Eric Young, the deputy chief of the Ogden Police Department and a participant in the gathering here, expressed some reservations with needle-exchange programs. They can lead to more needles in circulation in the city, result in more needles not being properly disposed of and create a potential health hazard. Moreover, the programs can create negative public perceptions.

Even so, Young said police reps would continue taking part in the discussions about launching the program here.

’Need to be loved'

Bush, the viral hepatitis and syringe exchange coordinator at the Utah Department of Health, told those at the Ogden gathering that if needle-exchange efforts are to take shape in Utah, it will take grassroots efforts, particularly with no funding from the state.

“It’s really you. You guys make it happen,” she said, calling needle-exchange initiatives a “small piece” in broader efforts to fight drug abuse. The meeting was held at Weber Human Services building.

The Ogden program would be the second in Utah after Salt Lake City’s.
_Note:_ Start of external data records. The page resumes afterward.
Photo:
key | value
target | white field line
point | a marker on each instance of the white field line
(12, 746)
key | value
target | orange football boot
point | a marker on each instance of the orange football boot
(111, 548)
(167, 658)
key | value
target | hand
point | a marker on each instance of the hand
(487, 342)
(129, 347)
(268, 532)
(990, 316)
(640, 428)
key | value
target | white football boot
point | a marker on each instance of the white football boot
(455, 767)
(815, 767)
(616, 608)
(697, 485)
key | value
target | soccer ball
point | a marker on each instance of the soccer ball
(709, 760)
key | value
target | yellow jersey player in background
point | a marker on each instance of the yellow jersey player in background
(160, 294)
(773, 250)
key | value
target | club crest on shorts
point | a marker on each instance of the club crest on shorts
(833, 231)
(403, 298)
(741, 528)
Vincent provides needles in Wasatch and Utah counties, but only to clients when they request them, not at a fixed time and place, as is the plan in Ogden.

RELATED: State scrambling to develop plans for legal needle exchange

Grant funds are available from private groups, according to Bitton, and he said he may approach Utah lawmakers in 2018 about providing funding for needle-exchange efforts. First, though, he and other advocates want to get a gauge of the preliminary efforts, like the Salt Lake City program and the planned Ogden initiative.
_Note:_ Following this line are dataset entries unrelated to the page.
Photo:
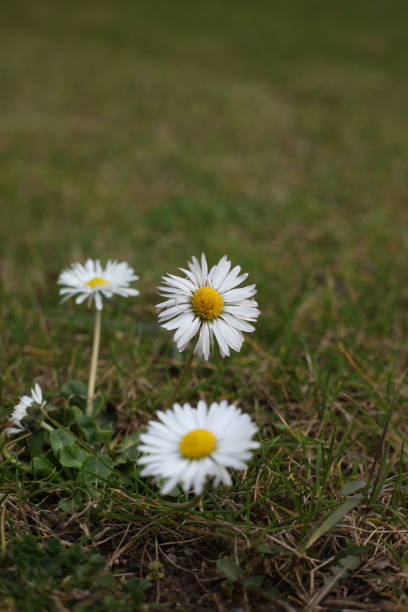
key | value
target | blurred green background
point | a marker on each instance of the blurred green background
(274, 132)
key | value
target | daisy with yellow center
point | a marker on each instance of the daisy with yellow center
(209, 305)
(28, 414)
(93, 282)
(187, 446)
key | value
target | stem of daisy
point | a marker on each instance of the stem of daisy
(94, 363)
(180, 381)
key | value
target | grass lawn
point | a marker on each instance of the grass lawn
(274, 132)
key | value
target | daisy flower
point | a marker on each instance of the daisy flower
(92, 281)
(188, 445)
(21, 410)
(208, 304)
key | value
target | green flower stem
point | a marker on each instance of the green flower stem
(180, 381)
(94, 363)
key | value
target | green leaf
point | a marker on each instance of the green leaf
(73, 456)
(104, 434)
(334, 518)
(231, 571)
(97, 468)
(353, 486)
(60, 438)
(87, 426)
(42, 466)
(74, 387)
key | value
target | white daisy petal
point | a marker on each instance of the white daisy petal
(208, 305)
(189, 445)
(20, 411)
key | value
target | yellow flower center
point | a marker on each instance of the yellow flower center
(97, 282)
(207, 303)
(197, 444)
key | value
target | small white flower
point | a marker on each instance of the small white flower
(93, 281)
(208, 304)
(189, 445)
(21, 409)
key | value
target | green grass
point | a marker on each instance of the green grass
(273, 132)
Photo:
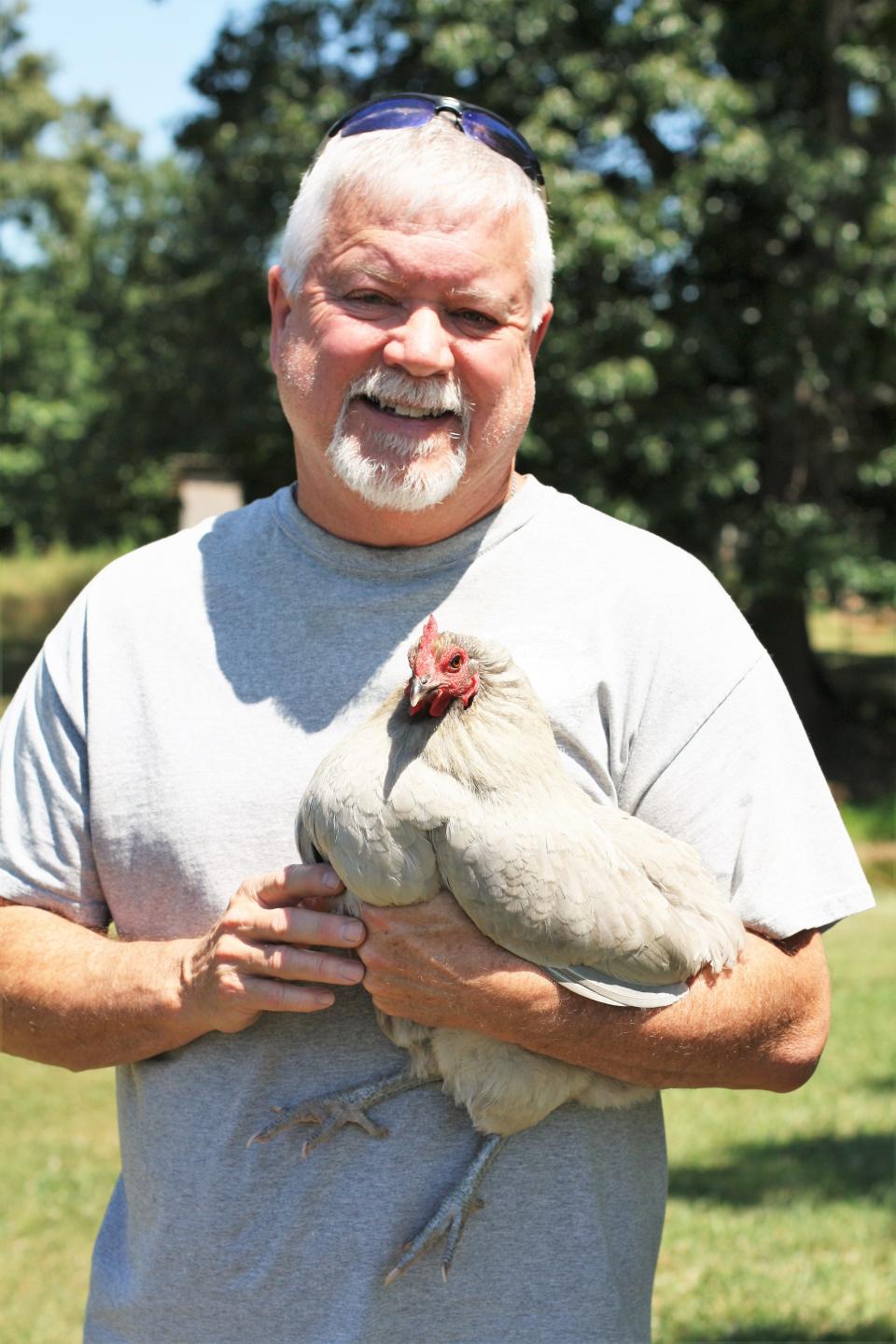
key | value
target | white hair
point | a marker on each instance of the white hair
(412, 170)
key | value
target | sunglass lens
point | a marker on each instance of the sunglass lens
(504, 140)
(388, 115)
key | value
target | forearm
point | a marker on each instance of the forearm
(762, 1025)
(76, 998)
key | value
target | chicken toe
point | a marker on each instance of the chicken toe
(335, 1111)
(450, 1216)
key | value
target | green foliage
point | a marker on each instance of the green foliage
(721, 363)
(724, 203)
(83, 262)
(35, 589)
(777, 1226)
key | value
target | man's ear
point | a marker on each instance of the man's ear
(280, 311)
(539, 333)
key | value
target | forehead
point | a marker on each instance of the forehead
(488, 253)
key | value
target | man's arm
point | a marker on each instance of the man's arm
(762, 1025)
(74, 998)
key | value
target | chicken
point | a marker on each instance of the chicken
(457, 782)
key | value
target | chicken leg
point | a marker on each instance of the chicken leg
(335, 1111)
(450, 1216)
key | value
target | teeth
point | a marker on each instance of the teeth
(412, 412)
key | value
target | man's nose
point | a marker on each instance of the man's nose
(419, 344)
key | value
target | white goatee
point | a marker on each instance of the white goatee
(414, 473)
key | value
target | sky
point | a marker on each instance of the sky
(140, 52)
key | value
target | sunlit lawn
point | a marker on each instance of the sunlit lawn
(777, 1226)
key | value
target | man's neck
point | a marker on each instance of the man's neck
(345, 515)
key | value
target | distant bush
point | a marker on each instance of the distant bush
(35, 590)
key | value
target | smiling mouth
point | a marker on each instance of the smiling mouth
(404, 412)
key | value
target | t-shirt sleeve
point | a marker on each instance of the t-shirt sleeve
(747, 791)
(46, 857)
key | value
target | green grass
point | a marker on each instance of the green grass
(868, 633)
(58, 1163)
(35, 590)
(777, 1226)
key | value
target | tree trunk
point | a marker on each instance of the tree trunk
(779, 622)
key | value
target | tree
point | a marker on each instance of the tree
(83, 261)
(721, 364)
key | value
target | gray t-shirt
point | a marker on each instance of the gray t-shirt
(155, 757)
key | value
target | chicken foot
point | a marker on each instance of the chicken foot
(450, 1216)
(335, 1111)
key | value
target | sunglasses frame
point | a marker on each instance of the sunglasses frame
(531, 165)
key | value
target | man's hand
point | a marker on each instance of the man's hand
(265, 955)
(74, 998)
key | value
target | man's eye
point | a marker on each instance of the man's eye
(471, 317)
(369, 299)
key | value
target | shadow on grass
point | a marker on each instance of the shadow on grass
(876, 1332)
(819, 1169)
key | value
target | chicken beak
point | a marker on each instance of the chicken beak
(418, 690)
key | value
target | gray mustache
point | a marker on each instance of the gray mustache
(428, 394)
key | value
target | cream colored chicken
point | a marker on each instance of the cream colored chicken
(457, 782)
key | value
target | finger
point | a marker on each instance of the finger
(296, 882)
(268, 995)
(293, 925)
(280, 961)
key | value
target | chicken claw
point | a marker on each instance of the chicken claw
(450, 1216)
(332, 1112)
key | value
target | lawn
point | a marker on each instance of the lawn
(777, 1226)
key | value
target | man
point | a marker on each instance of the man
(159, 748)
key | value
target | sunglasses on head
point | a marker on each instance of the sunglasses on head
(397, 110)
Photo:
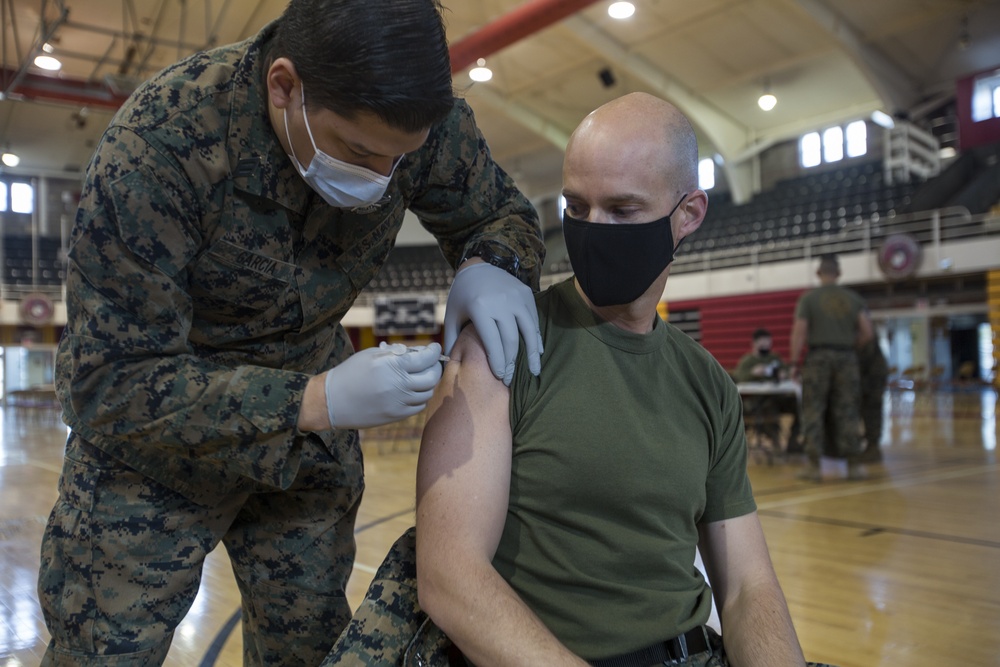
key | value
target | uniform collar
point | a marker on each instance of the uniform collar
(259, 165)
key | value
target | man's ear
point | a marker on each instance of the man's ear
(693, 211)
(281, 81)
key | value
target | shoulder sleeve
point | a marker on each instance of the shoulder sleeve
(126, 367)
(463, 197)
(727, 491)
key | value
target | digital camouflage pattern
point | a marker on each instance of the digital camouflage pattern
(390, 629)
(830, 397)
(830, 381)
(874, 375)
(206, 284)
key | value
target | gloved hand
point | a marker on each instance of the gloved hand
(382, 384)
(498, 305)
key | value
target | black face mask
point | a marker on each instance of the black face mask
(616, 263)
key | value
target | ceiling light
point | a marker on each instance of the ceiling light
(481, 72)
(48, 63)
(621, 10)
(883, 119)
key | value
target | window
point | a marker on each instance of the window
(809, 150)
(986, 97)
(834, 144)
(22, 198)
(857, 138)
(706, 174)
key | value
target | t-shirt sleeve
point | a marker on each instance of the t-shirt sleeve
(728, 492)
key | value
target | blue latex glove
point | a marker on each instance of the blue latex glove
(381, 385)
(499, 305)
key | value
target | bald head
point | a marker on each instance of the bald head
(638, 132)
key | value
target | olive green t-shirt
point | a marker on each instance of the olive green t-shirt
(832, 314)
(623, 445)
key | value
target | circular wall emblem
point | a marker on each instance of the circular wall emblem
(36, 309)
(899, 256)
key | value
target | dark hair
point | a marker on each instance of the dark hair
(386, 57)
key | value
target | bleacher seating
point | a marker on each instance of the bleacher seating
(815, 205)
(413, 269)
(21, 266)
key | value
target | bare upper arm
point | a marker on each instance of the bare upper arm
(735, 555)
(463, 471)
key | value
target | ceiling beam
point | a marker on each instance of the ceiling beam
(894, 86)
(728, 137)
(515, 25)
Whatever the case, such programs can be controversial. Though some critics contend needle-exchange initiatives encourage drug use, Bush said studies show that is not the case and that they have the desired impact of slowing the spread of disease.

She also said they can also serve as a means to reach out to drug users to get them on the road to recovery. Per rules of H.B. 308, those running needle-exchange programs are required to distribute referral information to drug- and alcohol-treatment programs, among other things. “It’s a point of contact with people who may not otherwise walk in our doors,” Bush said. 

Beyond that, Vincent sees needle-exchange efforts as a means of expressing compassion toward drug users. Some make distinctions between “worthy” and “unworthy” beneficiaries of public assistance, Vincent said, but she doesn’t see it that way.

Drug abusers “still need to be loved. They still need to be taken care of.”